I am the co-founder, with Bruce McConnell, of Government Futures, a Washington-based consultancy.  Government Futures is an exciting and natural extension of my long-time fascination with the Information Age and the future.

I remember standing in the atrium of the Oakton, Virginia AT&T Long Lines building in the early 1980s and hearing Mike Brunner, the regional vice president, talk about the burgeoning Information Age. I had been in the computer industry for ten years by then, and thought I knew what he was talking about.

In 1993 or 1994, when I was at Booz, Allen & Hamilton, I saw my first website and was blown away. I just knew that the Internet was going to bring the Information Age to ‘Joe Blow’ and break down the access and usability barriers that had limited the impact of the Information Age on day-to-day life.

As the millennium was changing, I witnessed firsthand the awesome power of an unorchestrated, unauthorized, global exchange of information about Y2K readiness from programmer to programmer, engineer to engineer, maintenance mechanic to maintenance mechanic around the world. It was breathtaking – and a lost lesson when ‘nothing happened’. Something immense and incredible had happened but was invisible. Some say the Native Americans couldn’t ‘see’ Columbus’ ships because they had no experience to equate it to. Similarly, I believe that we didn’t see the forces at work in 1998 and 1999 that were enabled by the web and by the good will of people who shared information freely for the good of others.

At the wrong end of the dot-Com bubble I was Senior Vice President of a small company developing e-learning programs. The creative will and capability to produce an engaging, interactive learning environment were there, but network limitations, memory-constrained desktops, and reluctant client CIOs (no Flash in my company!) doomed the effort. I learned a lot about small companies and risk.

Along the way, I also became a self-taught futurist, excited about the benefits and possibilities of “planning from the future”, or as some would call it, strategic foresight.

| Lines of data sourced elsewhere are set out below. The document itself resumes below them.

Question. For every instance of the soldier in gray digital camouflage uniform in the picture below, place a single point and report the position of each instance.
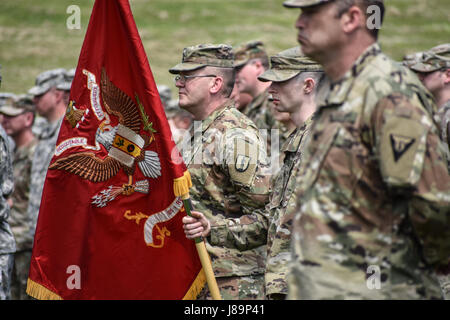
(225, 162)
(7, 242)
(17, 121)
(294, 81)
(433, 70)
(372, 219)
(50, 104)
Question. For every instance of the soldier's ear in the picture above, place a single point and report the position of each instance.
(447, 76)
(216, 85)
(308, 85)
(353, 19)
(29, 117)
(59, 95)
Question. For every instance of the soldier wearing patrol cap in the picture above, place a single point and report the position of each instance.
(372, 219)
(433, 70)
(18, 120)
(251, 60)
(66, 84)
(225, 161)
(50, 104)
(294, 80)
(7, 242)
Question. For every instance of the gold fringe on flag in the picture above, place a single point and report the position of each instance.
(196, 286)
(40, 292)
(182, 184)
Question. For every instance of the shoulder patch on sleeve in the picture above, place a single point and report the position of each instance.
(402, 150)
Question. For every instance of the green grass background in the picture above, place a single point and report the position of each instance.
(34, 36)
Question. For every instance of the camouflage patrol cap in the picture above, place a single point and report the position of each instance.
(303, 3)
(66, 82)
(288, 64)
(202, 55)
(247, 51)
(436, 58)
(411, 59)
(165, 94)
(17, 105)
(5, 96)
(47, 80)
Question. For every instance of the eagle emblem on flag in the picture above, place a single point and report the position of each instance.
(125, 145)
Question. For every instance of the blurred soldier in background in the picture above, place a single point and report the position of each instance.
(251, 60)
(50, 104)
(433, 70)
(17, 121)
(373, 210)
(7, 242)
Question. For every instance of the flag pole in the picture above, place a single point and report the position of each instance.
(203, 255)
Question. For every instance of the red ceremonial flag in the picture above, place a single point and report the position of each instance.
(110, 225)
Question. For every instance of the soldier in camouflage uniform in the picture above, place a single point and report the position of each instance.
(433, 70)
(225, 163)
(50, 104)
(7, 242)
(251, 61)
(372, 216)
(17, 122)
(294, 80)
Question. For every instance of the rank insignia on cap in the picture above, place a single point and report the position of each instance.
(242, 163)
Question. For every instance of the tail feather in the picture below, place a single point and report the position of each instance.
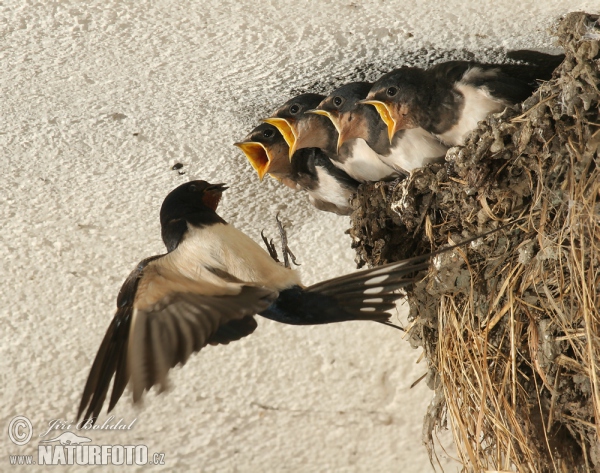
(363, 295)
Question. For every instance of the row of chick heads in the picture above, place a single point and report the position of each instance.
(365, 132)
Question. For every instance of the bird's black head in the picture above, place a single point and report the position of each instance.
(401, 98)
(402, 86)
(294, 108)
(267, 150)
(266, 134)
(301, 129)
(194, 202)
(345, 98)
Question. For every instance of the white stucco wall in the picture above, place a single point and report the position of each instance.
(79, 201)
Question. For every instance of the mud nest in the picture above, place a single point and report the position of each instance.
(509, 324)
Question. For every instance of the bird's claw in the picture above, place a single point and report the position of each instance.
(270, 246)
(287, 253)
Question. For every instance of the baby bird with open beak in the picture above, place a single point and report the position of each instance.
(364, 148)
(309, 169)
(451, 98)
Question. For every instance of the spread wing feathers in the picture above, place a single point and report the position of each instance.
(167, 334)
(372, 292)
(178, 316)
(364, 295)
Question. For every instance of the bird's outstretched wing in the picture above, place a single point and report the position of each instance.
(162, 318)
(364, 295)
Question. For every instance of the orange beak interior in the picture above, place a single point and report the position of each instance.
(288, 131)
(258, 156)
(386, 114)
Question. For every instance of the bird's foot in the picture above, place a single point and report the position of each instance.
(287, 253)
(270, 247)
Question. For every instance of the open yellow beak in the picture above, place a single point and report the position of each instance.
(334, 119)
(386, 115)
(258, 155)
(286, 129)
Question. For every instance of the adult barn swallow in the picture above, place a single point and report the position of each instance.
(363, 140)
(206, 289)
(309, 169)
(450, 98)
(312, 130)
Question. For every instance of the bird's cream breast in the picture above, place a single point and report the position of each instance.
(222, 246)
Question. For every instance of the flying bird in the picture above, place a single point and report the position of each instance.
(451, 98)
(308, 169)
(268, 153)
(363, 143)
(206, 290)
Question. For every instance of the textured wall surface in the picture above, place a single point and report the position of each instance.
(98, 100)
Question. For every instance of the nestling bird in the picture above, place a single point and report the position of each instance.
(268, 152)
(309, 169)
(450, 98)
(302, 129)
(363, 141)
(206, 289)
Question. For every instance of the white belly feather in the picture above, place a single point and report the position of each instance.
(224, 247)
(478, 105)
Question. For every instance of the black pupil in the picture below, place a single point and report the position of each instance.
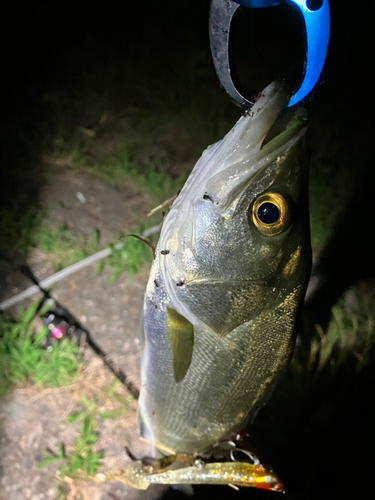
(268, 213)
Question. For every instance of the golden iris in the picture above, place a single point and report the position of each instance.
(271, 214)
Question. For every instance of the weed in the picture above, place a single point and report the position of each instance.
(83, 457)
(23, 358)
(350, 334)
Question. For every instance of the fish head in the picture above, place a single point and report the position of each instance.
(236, 241)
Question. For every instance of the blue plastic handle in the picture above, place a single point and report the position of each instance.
(317, 25)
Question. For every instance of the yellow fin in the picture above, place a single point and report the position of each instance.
(181, 338)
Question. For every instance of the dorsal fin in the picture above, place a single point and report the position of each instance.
(181, 339)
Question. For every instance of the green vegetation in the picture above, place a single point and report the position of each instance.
(350, 333)
(83, 457)
(22, 358)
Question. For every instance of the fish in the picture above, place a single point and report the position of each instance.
(227, 282)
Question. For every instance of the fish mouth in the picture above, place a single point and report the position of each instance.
(262, 135)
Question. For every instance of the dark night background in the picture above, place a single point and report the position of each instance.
(321, 441)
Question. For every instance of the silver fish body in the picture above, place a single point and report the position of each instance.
(225, 287)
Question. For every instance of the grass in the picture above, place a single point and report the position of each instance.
(22, 357)
(350, 333)
(82, 457)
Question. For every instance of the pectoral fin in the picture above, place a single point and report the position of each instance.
(181, 338)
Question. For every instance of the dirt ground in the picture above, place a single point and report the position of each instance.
(32, 419)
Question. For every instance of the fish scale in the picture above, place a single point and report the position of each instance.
(225, 288)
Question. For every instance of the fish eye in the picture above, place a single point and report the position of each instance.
(271, 214)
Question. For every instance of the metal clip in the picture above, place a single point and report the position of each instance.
(316, 24)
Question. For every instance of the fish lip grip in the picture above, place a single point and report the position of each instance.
(316, 24)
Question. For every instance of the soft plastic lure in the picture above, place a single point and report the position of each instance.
(226, 473)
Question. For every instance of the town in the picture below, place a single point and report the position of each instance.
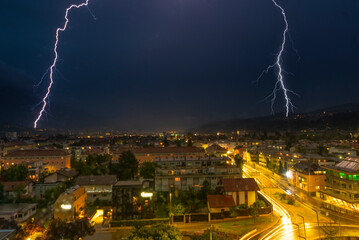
(239, 185)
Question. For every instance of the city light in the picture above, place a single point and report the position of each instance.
(66, 206)
(146, 194)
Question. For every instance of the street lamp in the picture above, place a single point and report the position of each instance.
(170, 205)
(305, 232)
(317, 222)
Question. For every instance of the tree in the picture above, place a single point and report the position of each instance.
(16, 172)
(19, 190)
(208, 232)
(8, 224)
(1, 192)
(59, 229)
(156, 232)
(254, 213)
(179, 209)
(127, 166)
(147, 170)
(29, 228)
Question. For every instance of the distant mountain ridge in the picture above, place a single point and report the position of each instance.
(344, 116)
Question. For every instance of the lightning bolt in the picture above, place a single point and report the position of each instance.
(53, 66)
(277, 65)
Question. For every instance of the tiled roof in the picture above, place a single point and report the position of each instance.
(129, 183)
(216, 148)
(96, 180)
(15, 143)
(9, 186)
(350, 164)
(93, 151)
(68, 172)
(239, 184)
(160, 150)
(220, 201)
(38, 152)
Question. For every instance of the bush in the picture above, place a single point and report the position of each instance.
(158, 232)
(259, 204)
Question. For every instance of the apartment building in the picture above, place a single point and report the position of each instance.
(185, 172)
(341, 192)
(70, 204)
(149, 154)
(97, 187)
(52, 160)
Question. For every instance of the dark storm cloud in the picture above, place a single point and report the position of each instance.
(178, 63)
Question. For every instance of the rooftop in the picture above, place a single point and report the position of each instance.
(160, 150)
(38, 152)
(96, 180)
(8, 208)
(350, 164)
(220, 201)
(130, 183)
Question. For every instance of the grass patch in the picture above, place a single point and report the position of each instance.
(243, 226)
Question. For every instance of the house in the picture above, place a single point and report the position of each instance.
(70, 204)
(307, 176)
(132, 200)
(40, 188)
(53, 159)
(216, 150)
(185, 172)
(10, 189)
(243, 190)
(149, 154)
(61, 175)
(97, 187)
(18, 212)
(220, 203)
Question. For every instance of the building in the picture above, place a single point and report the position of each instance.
(18, 212)
(40, 188)
(132, 200)
(52, 160)
(341, 192)
(149, 154)
(11, 188)
(70, 204)
(220, 203)
(216, 150)
(185, 172)
(15, 145)
(243, 190)
(97, 187)
(307, 176)
(62, 175)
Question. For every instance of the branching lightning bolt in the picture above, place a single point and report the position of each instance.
(53, 66)
(280, 85)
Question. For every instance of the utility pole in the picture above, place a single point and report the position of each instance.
(317, 222)
(305, 232)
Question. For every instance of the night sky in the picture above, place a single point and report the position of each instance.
(173, 64)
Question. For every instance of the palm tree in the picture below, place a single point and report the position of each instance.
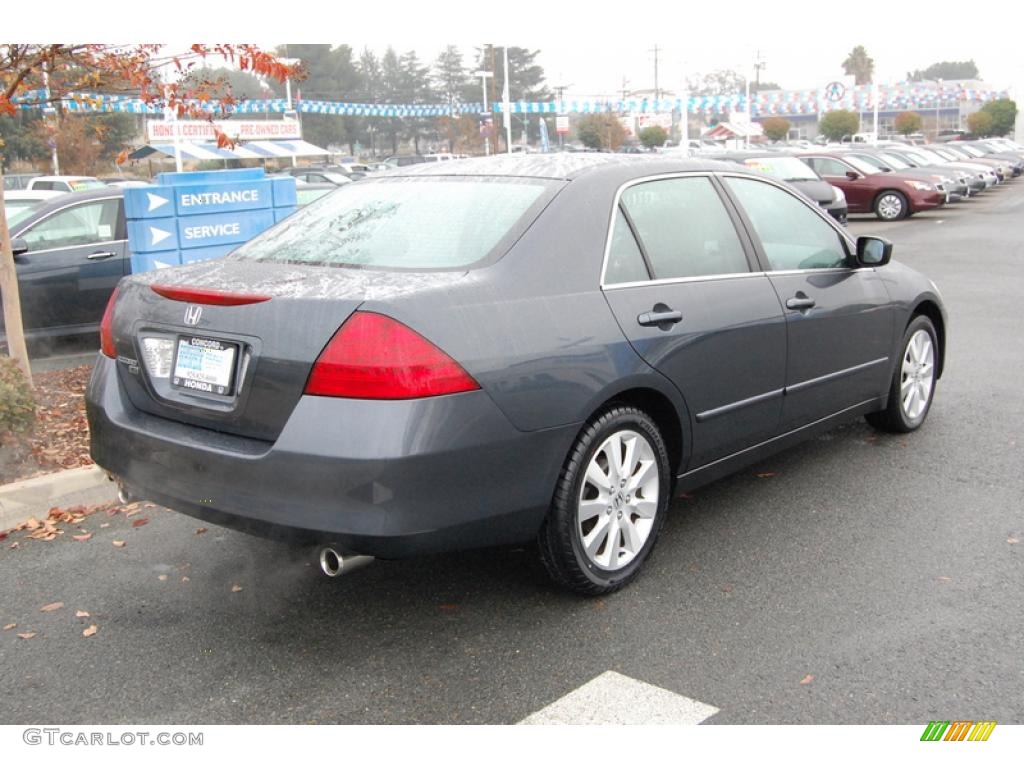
(859, 65)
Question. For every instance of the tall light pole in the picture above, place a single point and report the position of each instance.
(289, 107)
(507, 101)
(483, 75)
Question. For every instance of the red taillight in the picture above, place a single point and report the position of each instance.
(208, 296)
(376, 357)
(107, 328)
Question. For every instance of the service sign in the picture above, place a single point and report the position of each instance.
(160, 131)
(222, 228)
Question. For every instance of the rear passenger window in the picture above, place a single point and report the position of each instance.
(625, 260)
(794, 236)
(684, 228)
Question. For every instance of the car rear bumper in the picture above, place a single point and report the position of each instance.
(384, 478)
(928, 201)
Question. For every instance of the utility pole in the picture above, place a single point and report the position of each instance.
(657, 93)
(759, 64)
(483, 75)
(561, 97)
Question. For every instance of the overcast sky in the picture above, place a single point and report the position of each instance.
(592, 46)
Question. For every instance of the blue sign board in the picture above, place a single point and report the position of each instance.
(222, 228)
(153, 235)
(188, 217)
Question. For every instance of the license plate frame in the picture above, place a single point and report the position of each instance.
(209, 368)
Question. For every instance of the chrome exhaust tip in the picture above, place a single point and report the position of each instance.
(333, 563)
(124, 495)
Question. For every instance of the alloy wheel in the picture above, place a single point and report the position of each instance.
(619, 500)
(890, 207)
(916, 375)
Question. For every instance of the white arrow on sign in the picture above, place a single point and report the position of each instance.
(159, 236)
(156, 201)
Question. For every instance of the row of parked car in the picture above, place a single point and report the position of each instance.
(890, 179)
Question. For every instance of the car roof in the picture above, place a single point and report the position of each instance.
(65, 178)
(562, 166)
(66, 199)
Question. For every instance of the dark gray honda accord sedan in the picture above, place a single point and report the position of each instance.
(489, 351)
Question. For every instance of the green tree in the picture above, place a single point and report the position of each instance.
(330, 76)
(74, 68)
(526, 83)
(370, 91)
(946, 71)
(392, 86)
(601, 131)
(1004, 114)
(839, 123)
(416, 89)
(652, 136)
(239, 84)
(859, 65)
(979, 123)
(777, 129)
(907, 123)
(451, 82)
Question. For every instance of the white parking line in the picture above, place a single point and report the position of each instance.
(611, 698)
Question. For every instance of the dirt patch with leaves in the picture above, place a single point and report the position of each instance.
(60, 436)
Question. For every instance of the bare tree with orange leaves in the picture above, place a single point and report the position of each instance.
(48, 75)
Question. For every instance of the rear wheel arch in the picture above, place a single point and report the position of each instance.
(906, 205)
(665, 414)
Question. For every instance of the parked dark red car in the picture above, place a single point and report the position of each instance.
(888, 196)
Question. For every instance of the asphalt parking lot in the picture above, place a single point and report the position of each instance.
(857, 579)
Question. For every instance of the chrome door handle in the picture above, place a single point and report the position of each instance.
(659, 317)
(800, 302)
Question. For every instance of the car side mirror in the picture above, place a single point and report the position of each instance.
(873, 251)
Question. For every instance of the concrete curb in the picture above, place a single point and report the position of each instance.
(35, 497)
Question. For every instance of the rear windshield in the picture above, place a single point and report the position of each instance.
(406, 223)
(785, 168)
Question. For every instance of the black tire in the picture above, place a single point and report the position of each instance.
(896, 418)
(561, 537)
(892, 206)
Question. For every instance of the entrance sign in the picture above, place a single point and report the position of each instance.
(188, 217)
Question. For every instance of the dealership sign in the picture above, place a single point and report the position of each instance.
(237, 130)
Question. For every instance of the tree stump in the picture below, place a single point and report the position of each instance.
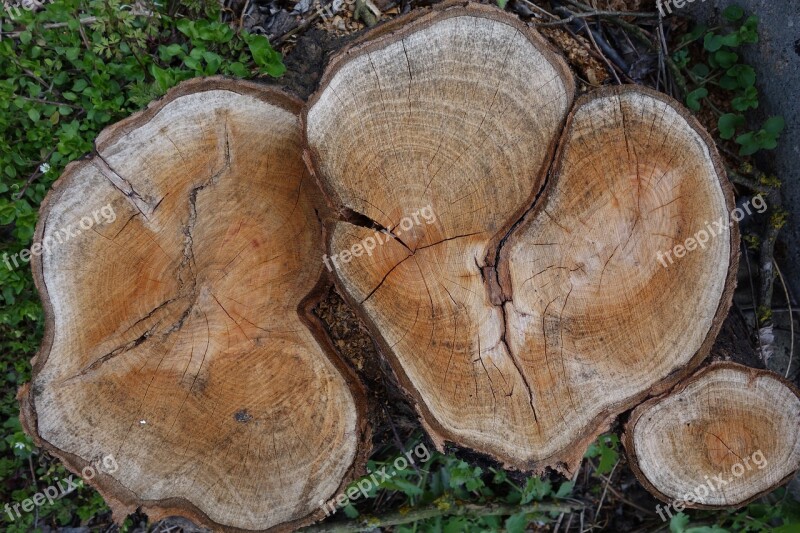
(530, 268)
(519, 332)
(722, 438)
(178, 335)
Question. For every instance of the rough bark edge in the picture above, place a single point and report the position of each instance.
(378, 38)
(120, 499)
(571, 456)
(630, 426)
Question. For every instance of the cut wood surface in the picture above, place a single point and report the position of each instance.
(178, 335)
(522, 340)
(725, 436)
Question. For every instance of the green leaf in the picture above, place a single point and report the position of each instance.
(164, 79)
(774, 125)
(237, 69)
(728, 124)
(726, 59)
(701, 70)
(694, 97)
(748, 143)
(565, 489)
(536, 489)
(517, 523)
(350, 511)
(712, 42)
(733, 13)
(745, 75)
(264, 56)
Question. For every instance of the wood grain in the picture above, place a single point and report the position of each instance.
(179, 337)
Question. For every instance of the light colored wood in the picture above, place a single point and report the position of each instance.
(593, 316)
(729, 428)
(529, 358)
(178, 337)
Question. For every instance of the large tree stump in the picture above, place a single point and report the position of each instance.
(725, 436)
(519, 336)
(530, 268)
(178, 337)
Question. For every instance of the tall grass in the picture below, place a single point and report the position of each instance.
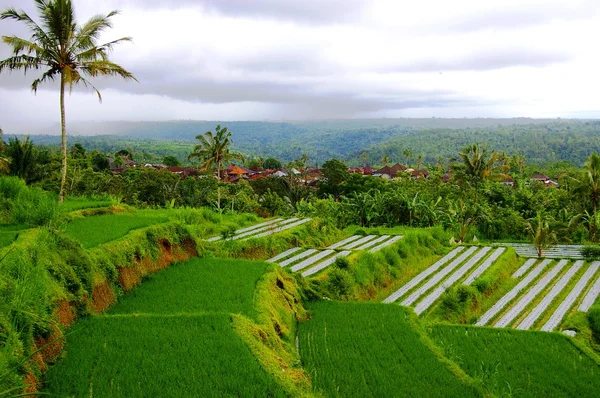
(197, 285)
(511, 362)
(363, 349)
(96, 230)
(159, 356)
(21, 204)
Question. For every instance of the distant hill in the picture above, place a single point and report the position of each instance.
(541, 140)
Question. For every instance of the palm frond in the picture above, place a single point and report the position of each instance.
(21, 62)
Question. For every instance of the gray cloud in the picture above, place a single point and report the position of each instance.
(302, 11)
(486, 60)
(511, 18)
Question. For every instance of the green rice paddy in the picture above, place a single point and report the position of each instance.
(96, 230)
(171, 337)
(371, 350)
(518, 363)
(9, 233)
(197, 285)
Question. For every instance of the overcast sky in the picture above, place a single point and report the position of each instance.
(313, 59)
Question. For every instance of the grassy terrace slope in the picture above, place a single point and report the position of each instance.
(96, 230)
(372, 350)
(171, 337)
(519, 363)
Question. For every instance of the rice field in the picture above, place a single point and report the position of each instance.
(158, 356)
(517, 363)
(264, 229)
(312, 261)
(96, 230)
(9, 233)
(170, 337)
(196, 286)
(463, 265)
(72, 204)
(371, 350)
(548, 290)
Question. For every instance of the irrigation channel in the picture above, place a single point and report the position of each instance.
(311, 261)
(547, 291)
(264, 229)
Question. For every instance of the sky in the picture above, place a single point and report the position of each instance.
(327, 59)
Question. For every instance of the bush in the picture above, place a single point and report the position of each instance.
(591, 252)
(342, 263)
(594, 320)
(26, 205)
(341, 283)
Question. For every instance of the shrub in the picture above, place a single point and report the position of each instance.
(591, 252)
(341, 283)
(342, 263)
(482, 285)
(594, 320)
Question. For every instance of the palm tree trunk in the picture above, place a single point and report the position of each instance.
(595, 219)
(219, 186)
(63, 148)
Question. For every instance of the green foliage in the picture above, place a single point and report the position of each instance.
(340, 284)
(202, 285)
(357, 350)
(26, 205)
(334, 172)
(512, 362)
(96, 230)
(171, 160)
(591, 252)
(593, 317)
(342, 263)
(372, 276)
(205, 357)
(272, 163)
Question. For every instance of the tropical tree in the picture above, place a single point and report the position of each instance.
(65, 50)
(542, 232)
(592, 168)
(477, 165)
(214, 151)
(407, 155)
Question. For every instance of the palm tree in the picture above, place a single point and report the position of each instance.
(476, 164)
(4, 162)
(407, 155)
(213, 150)
(592, 167)
(65, 50)
(542, 233)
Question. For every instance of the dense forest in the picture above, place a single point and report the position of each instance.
(429, 140)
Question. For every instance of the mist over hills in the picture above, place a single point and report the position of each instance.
(539, 140)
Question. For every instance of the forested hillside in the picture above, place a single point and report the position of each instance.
(540, 141)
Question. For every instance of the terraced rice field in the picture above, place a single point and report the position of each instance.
(311, 261)
(9, 233)
(264, 229)
(461, 265)
(371, 350)
(547, 292)
(96, 230)
(515, 363)
(557, 251)
(170, 337)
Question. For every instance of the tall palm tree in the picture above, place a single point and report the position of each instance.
(213, 150)
(476, 164)
(65, 50)
(542, 232)
(592, 167)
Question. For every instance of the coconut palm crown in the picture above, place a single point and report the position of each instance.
(64, 50)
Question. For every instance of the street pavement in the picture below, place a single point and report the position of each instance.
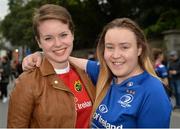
(175, 119)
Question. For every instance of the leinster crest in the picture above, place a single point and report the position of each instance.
(78, 86)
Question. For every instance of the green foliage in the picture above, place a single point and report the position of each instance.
(167, 21)
(89, 17)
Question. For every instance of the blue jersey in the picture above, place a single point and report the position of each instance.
(161, 71)
(138, 102)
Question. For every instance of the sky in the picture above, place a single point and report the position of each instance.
(3, 8)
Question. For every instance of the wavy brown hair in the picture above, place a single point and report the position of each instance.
(105, 75)
(51, 11)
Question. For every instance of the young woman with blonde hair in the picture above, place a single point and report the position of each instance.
(128, 92)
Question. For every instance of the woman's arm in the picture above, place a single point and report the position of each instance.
(21, 105)
(80, 62)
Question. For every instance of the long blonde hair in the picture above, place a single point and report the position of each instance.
(105, 75)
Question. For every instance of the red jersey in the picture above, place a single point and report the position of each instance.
(83, 102)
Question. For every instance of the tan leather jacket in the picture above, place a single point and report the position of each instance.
(41, 100)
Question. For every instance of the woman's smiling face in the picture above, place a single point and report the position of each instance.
(56, 41)
(122, 52)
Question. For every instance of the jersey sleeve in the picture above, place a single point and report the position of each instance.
(92, 70)
(162, 71)
(156, 108)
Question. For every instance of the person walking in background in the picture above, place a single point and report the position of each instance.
(128, 92)
(174, 75)
(161, 69)
(58, 94)
(5, 74)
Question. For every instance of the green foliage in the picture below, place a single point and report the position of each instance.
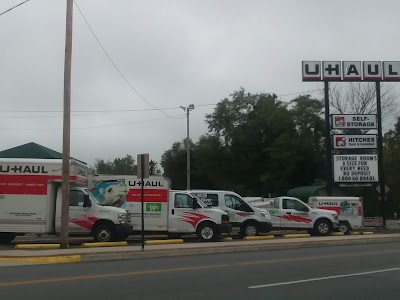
(256, 145)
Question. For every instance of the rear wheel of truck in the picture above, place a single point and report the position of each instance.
(6, 238)
(207, 232)
(344, 227)
(249, 229)
(322, 227)
(104, 233)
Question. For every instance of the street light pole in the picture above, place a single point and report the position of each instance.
(187, 110)
(66, 128)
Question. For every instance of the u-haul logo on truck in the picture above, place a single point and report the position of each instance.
(148, 183)
(23, 169)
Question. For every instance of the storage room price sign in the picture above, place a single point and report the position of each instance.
(355, 168)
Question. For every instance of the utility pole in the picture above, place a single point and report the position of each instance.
(187, 110)
(66, 128)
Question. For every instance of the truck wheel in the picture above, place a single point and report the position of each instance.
(322, 227)
(104, 233)
(6, 238)
(250, 229)
(207, 232)
(174, 236)
(344, 227)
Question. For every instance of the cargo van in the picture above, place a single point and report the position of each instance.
(166, 211)
(248, 219)
(349, 209)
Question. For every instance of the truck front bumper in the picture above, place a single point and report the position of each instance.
(224, 228)
(123, 230)
(265, 227)
(335, 225)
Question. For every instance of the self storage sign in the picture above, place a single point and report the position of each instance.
(355, 168)
(354, 121)
(347, 141)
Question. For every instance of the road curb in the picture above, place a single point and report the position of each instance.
(229, 249)
(258, 238)
(296, 235)
(104, 244)
(37, 246)
(43, 259)
(249, 246)
(164, 242)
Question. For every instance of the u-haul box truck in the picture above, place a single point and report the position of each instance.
(349, 209)
(30, 202)
(165, 211)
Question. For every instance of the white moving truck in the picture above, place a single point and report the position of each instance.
(249, 220)
(174, 213)
(292, 213)
(349, 209)
(30, 202)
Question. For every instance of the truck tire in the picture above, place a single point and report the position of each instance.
(6, 238)
(322, 227)
(207, 232)
(249, 229)
(344, 227)
(104, 233)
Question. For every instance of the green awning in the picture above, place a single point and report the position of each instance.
(31, 150)
(304, 192)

And here we are today. The two trends of increasing internet capability and the willingness of individuals to participate in on-line communities (witness Open Source, Wikipedia, FaceBook et al) are converging and the Information Age has taken another giant step forward. The mission of Government Futures is to nourish the resultant possibilities and to focus the collective intelligence, indeed, collective wisdom, of the government-industry-public community on the possibilities of the future and the steps we must take today to get, collectively, to a brighter tomorrow.